De nouvelles proximités qui émergent, des liens qui se tissent, renforçant l’accès aux soins d’usagers inconnus des dispositifs, pour de nombreux professionnels, ces actions mériteraient d’être pérennisées au-delà des circonstances exceptionnelles de l’épidémie.

[1] Depuis sa création en 1999, TREND documente les évolutions en matière d’usages de drogues, assure une veille sur les phénomènes émergents et documente les évolutions en matière d’usages de drogues.

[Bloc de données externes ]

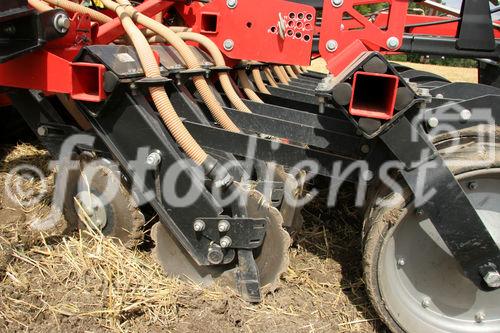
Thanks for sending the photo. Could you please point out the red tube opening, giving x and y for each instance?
(373, 95)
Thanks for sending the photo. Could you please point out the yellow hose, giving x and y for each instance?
(76, 8)
(285, 75)
(158, 94)
(191, 61)
(247, 87)
(257, 78)
(279, 74)
(297, 69)
(290, 72)
(270, 77)
(218, 58)
(39, 5)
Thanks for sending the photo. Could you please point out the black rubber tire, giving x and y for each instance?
(379, 221)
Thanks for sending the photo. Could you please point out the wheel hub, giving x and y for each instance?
(422, 281)
(90, 208)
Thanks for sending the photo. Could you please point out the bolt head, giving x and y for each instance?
(367, 175)
(473, 186)
(215, 255)
(228, 44)
(232, 3)
(401, 262)
(223, 226)
(332, 45)
(153, 159)
(479, 317)
(225, 242)
(426, 302)
(42, 131)
(199, 225)
(433, 122)
(62, 23)
(392, 43)
(465, 115)
(492, 279)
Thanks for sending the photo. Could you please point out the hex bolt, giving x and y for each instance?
(62, 23)
(228, 44)
(223, 226)
(215, 255)
(10, 30)
(433, 122)
(332, 45)
(153, 159)
(401, 262)
(465, 115)
(42, 131)
(392, 43)
(479, 317)
(426, 302)
(225, 242)
(199, 225)
(472, 186)
(232, 3)
(492, 279)
(367, 175)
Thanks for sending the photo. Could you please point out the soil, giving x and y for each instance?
(82, 283)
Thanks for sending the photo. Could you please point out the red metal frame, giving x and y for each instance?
(251, 25)
(46, 71)
(253, 28)
(347, 26)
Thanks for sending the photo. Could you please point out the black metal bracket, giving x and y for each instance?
(244, 233)
(449, 209)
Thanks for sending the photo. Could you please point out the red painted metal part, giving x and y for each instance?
(42, 70)
(373, 95)
(346, 26)
(253, 26)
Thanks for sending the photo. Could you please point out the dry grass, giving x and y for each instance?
(89, 283)
(453, 74)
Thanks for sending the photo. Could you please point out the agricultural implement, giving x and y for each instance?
(202, 114)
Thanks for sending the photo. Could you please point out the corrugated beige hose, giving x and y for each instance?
(158, 94)
(247, 87)
(191, 61)
(218, 58)
(279, 74)
(257, 78)
(290, 72)
(269, 76)
(76, 8)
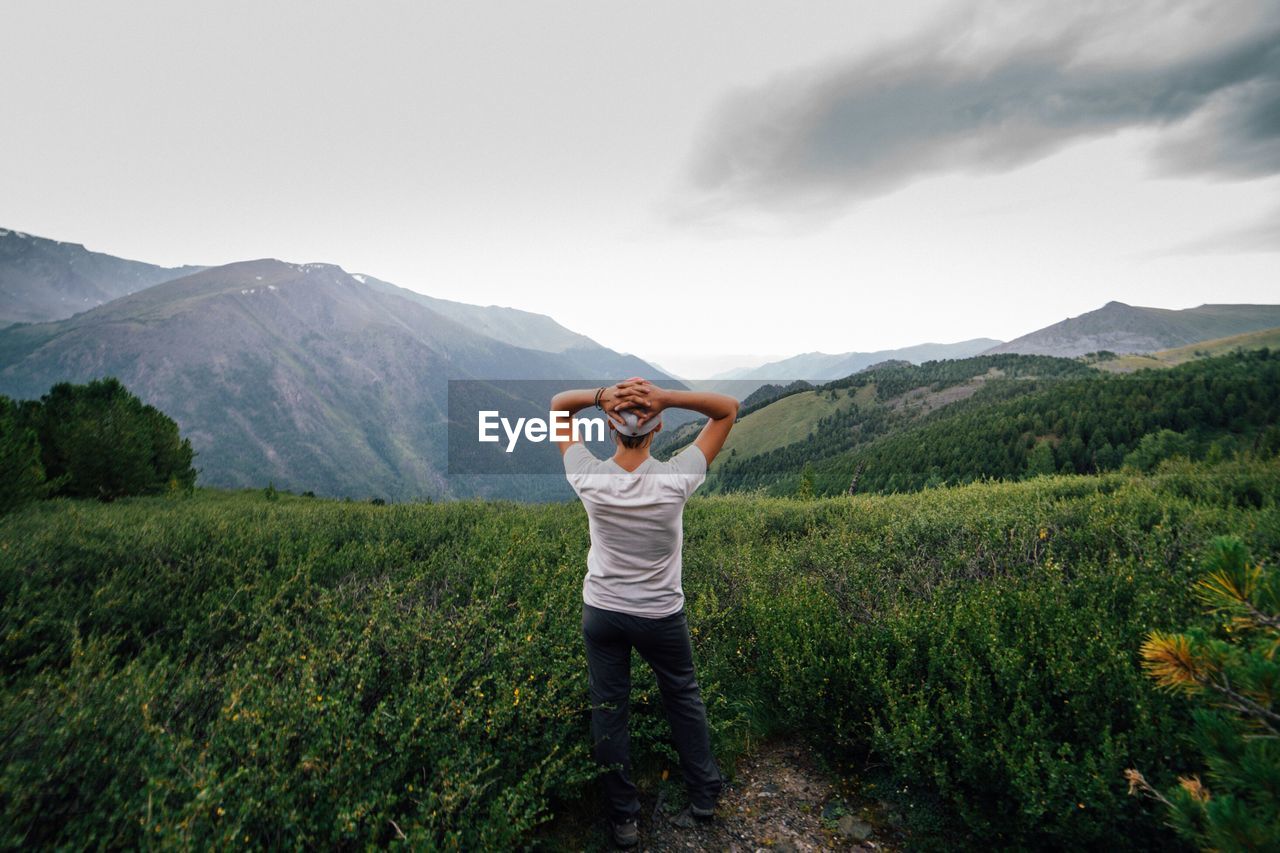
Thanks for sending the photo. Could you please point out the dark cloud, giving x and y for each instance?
(822, 138)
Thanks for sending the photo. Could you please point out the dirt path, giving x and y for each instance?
(780, 801)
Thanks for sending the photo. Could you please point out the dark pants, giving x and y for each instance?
(663, 643)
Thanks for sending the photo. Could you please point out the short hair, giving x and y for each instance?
(632, 442)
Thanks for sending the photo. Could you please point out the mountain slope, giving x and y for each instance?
(817, 366)
(1127, 328)
(46, 279)
(1269, 338)
(296, 374)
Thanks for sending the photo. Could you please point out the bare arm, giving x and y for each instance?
(721, 411)
(575, 401)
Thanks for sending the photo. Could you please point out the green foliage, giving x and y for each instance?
(1156, 447)
(307, 673)
(22, 475)
(1095, 422)
(100, 441)
(1229, 667)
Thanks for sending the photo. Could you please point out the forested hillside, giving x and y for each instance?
(1016, 419)
(261, 670)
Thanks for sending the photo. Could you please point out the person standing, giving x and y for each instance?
(632, 594)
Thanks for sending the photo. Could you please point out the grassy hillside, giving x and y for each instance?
(1269, 338)
(789, 420)
(237, 670)
(933, 425)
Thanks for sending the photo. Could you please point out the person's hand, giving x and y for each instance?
(647, 397)
(618, 397)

Il se focalise sur des populations particulièrement consommatrices de produits psychoactifs et s’appuie sur des données qualitatives collectées via des observations ethnographiques et des entretiens par des coordinations locales implantées dans huit agglomérations métropolitaines (Paris, Lille, Rennes, Toulouse, Bordeaux, Marseille, Lyon et Metz). Une place particulière est donnée dans l’article à la situation au sein de l’agglomération lyonnaise.

[2] Des verbalisations de personnes SDF ont été rapportées dans plusieurs métropoles comme Lyon, Toulouse ou Metz, ainsi que dans des villes de plus petite importance.

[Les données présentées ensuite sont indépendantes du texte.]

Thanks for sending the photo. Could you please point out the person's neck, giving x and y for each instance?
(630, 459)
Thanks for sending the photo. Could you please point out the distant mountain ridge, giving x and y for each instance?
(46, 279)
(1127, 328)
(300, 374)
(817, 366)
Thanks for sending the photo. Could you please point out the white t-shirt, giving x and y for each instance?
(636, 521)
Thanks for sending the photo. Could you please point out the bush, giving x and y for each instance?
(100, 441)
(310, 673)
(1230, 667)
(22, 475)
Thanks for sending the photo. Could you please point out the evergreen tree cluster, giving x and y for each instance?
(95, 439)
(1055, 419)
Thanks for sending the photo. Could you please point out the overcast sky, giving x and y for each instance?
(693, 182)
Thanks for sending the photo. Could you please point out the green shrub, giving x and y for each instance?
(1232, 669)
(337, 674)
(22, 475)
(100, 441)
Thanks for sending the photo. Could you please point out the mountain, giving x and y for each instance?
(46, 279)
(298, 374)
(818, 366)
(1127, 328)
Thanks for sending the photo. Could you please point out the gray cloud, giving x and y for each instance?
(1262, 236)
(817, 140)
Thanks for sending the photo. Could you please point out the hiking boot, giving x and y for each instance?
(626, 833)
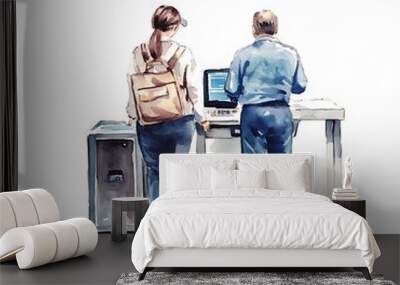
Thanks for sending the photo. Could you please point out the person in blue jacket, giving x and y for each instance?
(262, 77)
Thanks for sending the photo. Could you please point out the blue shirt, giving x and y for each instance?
(264, 71)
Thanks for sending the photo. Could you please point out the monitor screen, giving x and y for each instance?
(214, 89)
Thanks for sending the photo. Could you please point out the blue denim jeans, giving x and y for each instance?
(266, 128)
(168, 137)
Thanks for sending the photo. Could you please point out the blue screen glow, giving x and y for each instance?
(216, 84)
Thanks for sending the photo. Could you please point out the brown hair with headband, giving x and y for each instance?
(265, 22)
(165, 18)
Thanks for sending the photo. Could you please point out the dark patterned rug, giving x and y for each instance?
(243, 278)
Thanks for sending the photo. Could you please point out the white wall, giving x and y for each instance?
(73, 54)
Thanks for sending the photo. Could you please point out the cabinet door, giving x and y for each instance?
(115, 177)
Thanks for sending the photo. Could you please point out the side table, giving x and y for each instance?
(357, 206)
(120, 208)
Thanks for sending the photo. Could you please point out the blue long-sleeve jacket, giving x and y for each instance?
(267, 70)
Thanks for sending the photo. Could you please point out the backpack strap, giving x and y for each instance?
(145, 53)
(177, 55)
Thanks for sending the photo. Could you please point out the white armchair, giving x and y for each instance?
(31, 230)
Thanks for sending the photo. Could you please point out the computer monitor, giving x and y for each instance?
(214, 89)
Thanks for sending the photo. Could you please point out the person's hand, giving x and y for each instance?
(206, 125)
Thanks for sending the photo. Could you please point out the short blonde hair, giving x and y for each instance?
(265, 22)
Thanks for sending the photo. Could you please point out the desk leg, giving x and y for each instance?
(296, 124)
(200, 140)
(334, 154)
(116, 226)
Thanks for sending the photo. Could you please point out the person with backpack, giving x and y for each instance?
(262, 77)
(164, 97)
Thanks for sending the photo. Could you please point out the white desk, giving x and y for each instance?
(302, 110)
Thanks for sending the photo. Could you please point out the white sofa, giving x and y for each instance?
(31, 230)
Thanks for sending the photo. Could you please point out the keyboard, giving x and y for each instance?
(222, 115)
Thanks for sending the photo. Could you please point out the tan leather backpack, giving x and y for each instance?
(158, 95)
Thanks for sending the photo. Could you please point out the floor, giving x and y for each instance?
(110, 260)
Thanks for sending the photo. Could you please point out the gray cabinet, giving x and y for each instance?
(115, 169)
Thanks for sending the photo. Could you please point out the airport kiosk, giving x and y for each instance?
(224, 117)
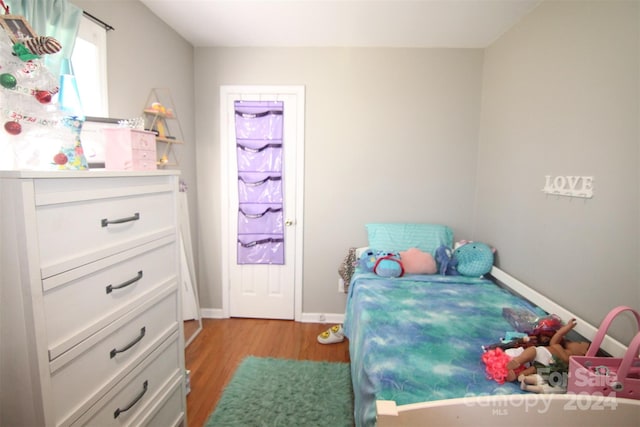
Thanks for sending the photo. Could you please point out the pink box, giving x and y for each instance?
(130, 149)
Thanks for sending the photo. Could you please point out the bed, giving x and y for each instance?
(416, 343)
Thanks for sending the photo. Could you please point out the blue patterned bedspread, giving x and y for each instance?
(418, 338)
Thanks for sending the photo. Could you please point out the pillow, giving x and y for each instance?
(396, 237)
(475, 259)
(415, 261)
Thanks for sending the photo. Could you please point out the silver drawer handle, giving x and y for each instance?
(105, 221)
(125, 284)
(118, 411)
(115, 351)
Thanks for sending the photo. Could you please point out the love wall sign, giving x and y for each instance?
(571, 186)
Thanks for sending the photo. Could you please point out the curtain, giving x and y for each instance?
(55, 18)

[3] Ces difficultés d’accès aux biens et services de première nécessité concernent plus largement l’ensemble des personnes sans-abri, lesquelles ne sont pas toutes usagères de drogues, et inversement.

[4] Beaucoup d’entre eux étant en arrêt de travail pour garde d’enfants ou en maladie lorsqu’ils sont eux-mêmes (suspectés d’être) porteurs du virus.

[5] Dépressions respiratoires provoquées par la consommation d’opioïdes, de benzodiazépines d’alcool, de cannabis et crack, infections au VIH et hépatites virales affaiblissant le système immunitaire, etc.

[6] À l’instar des professionnels de l’urgence sociale qui ont du se retreindre à « faire de l’humanitaire » (c’est-à-dire à fournir des prestation de première nécessité) ayant perdu toutes opportunité d’accompagnement vers les dispositifs de logement et d’hébergement d’insertion et de droit commun (accès à une couverture maladie, aux minima sociaux, etc.).

[7] Les associations ont ainsi communiqué, par voie d’affichage dans les locaux ou sur leurs sites Internet et réseaux sociaux respectifs, des conseils spécifiques liés aux risques de contamination à l’aune de la contagion du COVID-19 : étendre le non-partage à l’ensemble du matériel de consommation et des contenants (ne pas partager de cigarettes, de joints, de canettes, ne pas partager les supports sur lesquels les traces sont faites, etc.). Mais aussi, informer sur les risques de surdose et promouvoir la Naloxone est également devenu plus nécessaire que jamais, en prévision des reprises ou des hausses de consommations à la fin de la période de confinement.

[8] Les kit-base, roule ta paille et autres matériels servant à consommer par sniff ou fume ne constituent souvent pas un matériel jugé suffisamment essentiel par les usagers pour prendre le risque d’être verbalisé en cas de déplacement.

[9] Ces mesures, prises pour limiter la propagation du COVID-19 en détention, ont concerné des détenus aux reliquats de peine inférieurs à deux mois qui n’avaient pas été condamnés pour un crime, des actes liés au terrorisme ou des violences conjugales.